Eintracht had no superstars. They didn't have a solitary player in West Germany's World Cup squad two years before and none again two years later, but they still had quality.
They had Erwin Stein, a physical striker with pace and a deadly finisher who'd scored 24 goals in 30 games in the German Oberliga and another seven in five in the cup. Stein's understanding with Richard Kress, the outside right, was uncanny. Kress was lightning quick himself. The outside left was Meier. In the middle of the park they had Lindner and Pfaff.
On their way to the final, Eintracht scored 20 goals in six games. Glasgow folk queued down the street and around the corner on the day tickets went on sale.
In the years since, the players involved have spoken of the atmosphere at Hampden, the extraordinary noise, the huge understanding and appreciation the people had for what they were seeing, which was greatness, nothing less.
The special nature of if was only heightened when Eintracht exploded out of the blocks. Meier hit the crossbar inside a minute. Kress and Pfaff forced saves out of Rogelio Dominguez soon after. Then Kress scored. Hampden, willing on the underdogs, erupted.
"Their goal was like a sting from a huge bee," the great Real defender Jose Santamaria told the Guardian. "Suddenly, you're desperate, frantic, you've just got to get that sting out quick. You react. They were shocked by it. They didn't know what to do and their level dropped. Our mentality was: 'Right, let's go for them'. It was like Frankfurt had provoked us."
Once Real settled, the full majesty of the team unfolded and it was Di Stefano, as ever, who orchestrated it. He was 34 and no longer went by his early nickname, the Blond Arrow, but he was still the man - arrogant and brilliant in equal measure. Even in the twilight of his career his stamina and ability to control games was breathtaking. Everything went through him.
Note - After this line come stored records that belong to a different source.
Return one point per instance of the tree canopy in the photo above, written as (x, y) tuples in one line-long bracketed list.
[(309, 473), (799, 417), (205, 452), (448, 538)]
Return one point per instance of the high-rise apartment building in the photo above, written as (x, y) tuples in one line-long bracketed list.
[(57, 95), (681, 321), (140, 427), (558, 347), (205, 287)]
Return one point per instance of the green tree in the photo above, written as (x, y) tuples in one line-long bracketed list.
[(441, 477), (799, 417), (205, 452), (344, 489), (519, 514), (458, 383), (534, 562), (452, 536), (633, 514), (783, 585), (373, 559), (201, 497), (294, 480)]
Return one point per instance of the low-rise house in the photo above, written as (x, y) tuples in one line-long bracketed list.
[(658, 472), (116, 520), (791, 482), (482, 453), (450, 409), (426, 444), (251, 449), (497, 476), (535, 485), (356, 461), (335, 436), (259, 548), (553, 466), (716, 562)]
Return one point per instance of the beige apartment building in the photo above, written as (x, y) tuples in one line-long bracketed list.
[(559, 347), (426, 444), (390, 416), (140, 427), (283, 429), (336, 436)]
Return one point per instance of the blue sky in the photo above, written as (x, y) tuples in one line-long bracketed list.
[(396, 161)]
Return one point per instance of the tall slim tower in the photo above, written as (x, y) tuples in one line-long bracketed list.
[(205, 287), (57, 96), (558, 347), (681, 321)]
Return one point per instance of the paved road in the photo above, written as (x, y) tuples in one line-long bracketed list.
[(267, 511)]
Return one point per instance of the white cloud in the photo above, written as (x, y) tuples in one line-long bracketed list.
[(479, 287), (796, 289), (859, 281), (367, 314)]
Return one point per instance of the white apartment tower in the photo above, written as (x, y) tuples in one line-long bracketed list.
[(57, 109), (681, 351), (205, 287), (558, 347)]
Di Stefano was many players in one. He was an attacking midfielder, a defensive midfielder and a centre-forward. Eintracht weren't the only team to lose themselves in trying to deal with him. He'd scored in each of the previous four European Cup finals and here he netted again to make it 1-1 and once more to make it 2-1.
Puskas scored the next four as Real's short passing networks did for Eintracht. They knew of Puskas' ruthlessness but couldn't shut him down. They knew of the burning pace of Gento on one side and the exquisite, almost forgotten, Brazilian Canario on the other but couldn't hold them back. They knew what Del Sol could do but his rapid movement was too much for them.
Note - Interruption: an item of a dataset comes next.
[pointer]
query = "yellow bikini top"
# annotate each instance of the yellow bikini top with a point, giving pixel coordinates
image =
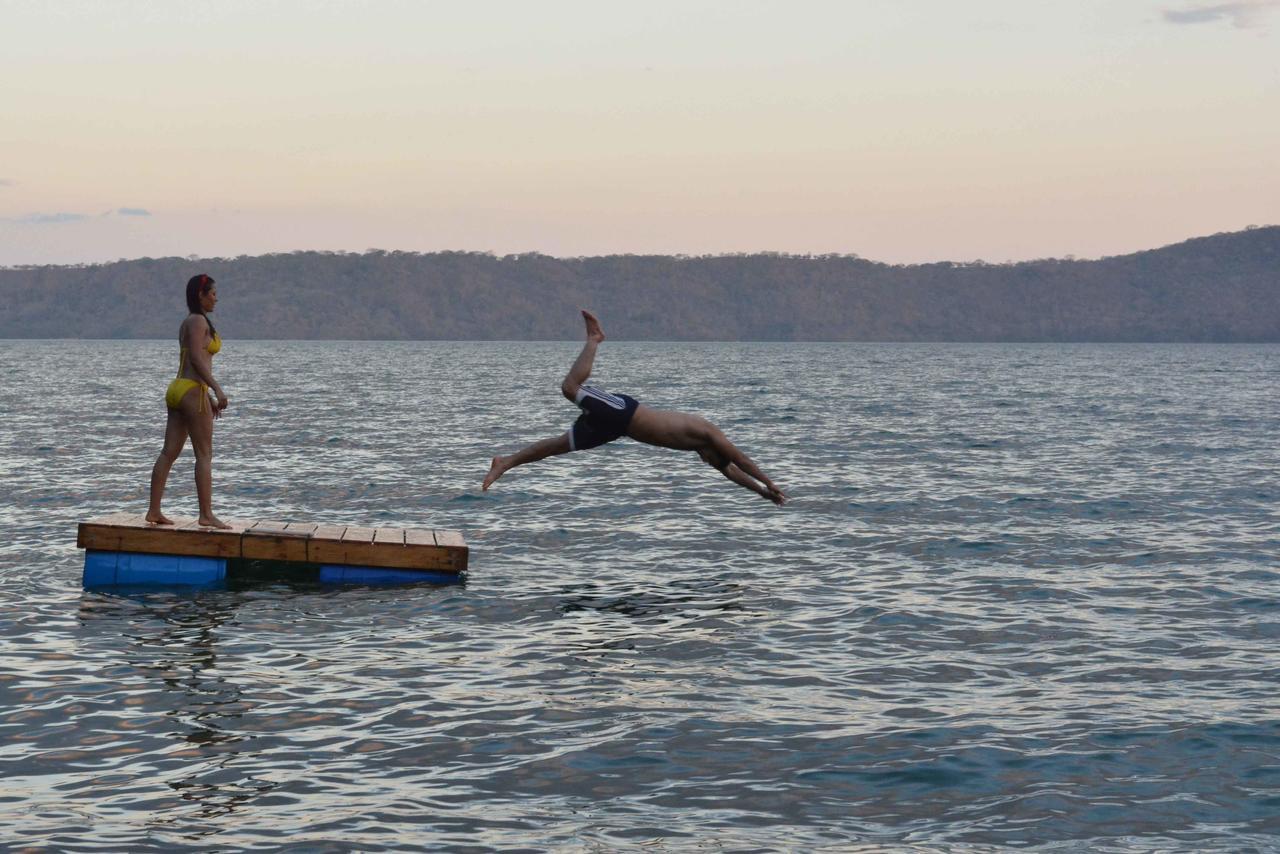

Above all, they feared Di Stefano's threat but didn't know how to cope with him when he dropped deep to conduct and then arrived undetected in the box to threaten. He was a shadow to them.
This was a Real team so talented that they could afford to leave out Didi. He was player of the tournament when Brazil won the World Cup two years earlier. He won another World Cup in 1962. Good enough for Brazil, but not good enough for Real.
Eintracht never gave up that night. Stein made it 6-2 before Di Stefano claimed his hat-trick. Then Stein scored again to make it 7-3. Real now had five European Cups. They had become immortal. Eintracht? A fine team, remembered by Eintracht people but probably forgotten by most others.
"The whistle blew, the ball was with me," said Santamaria about the end-game at Hampden. "I picked it up and was walking towards the centre-circle when Stein asked for it. At first, I wasn't having any of it but after the third time he asked, I thought: 'I really want this ball, but this guy has scored two and lost the match. It's the least I can do', so I gave it to him."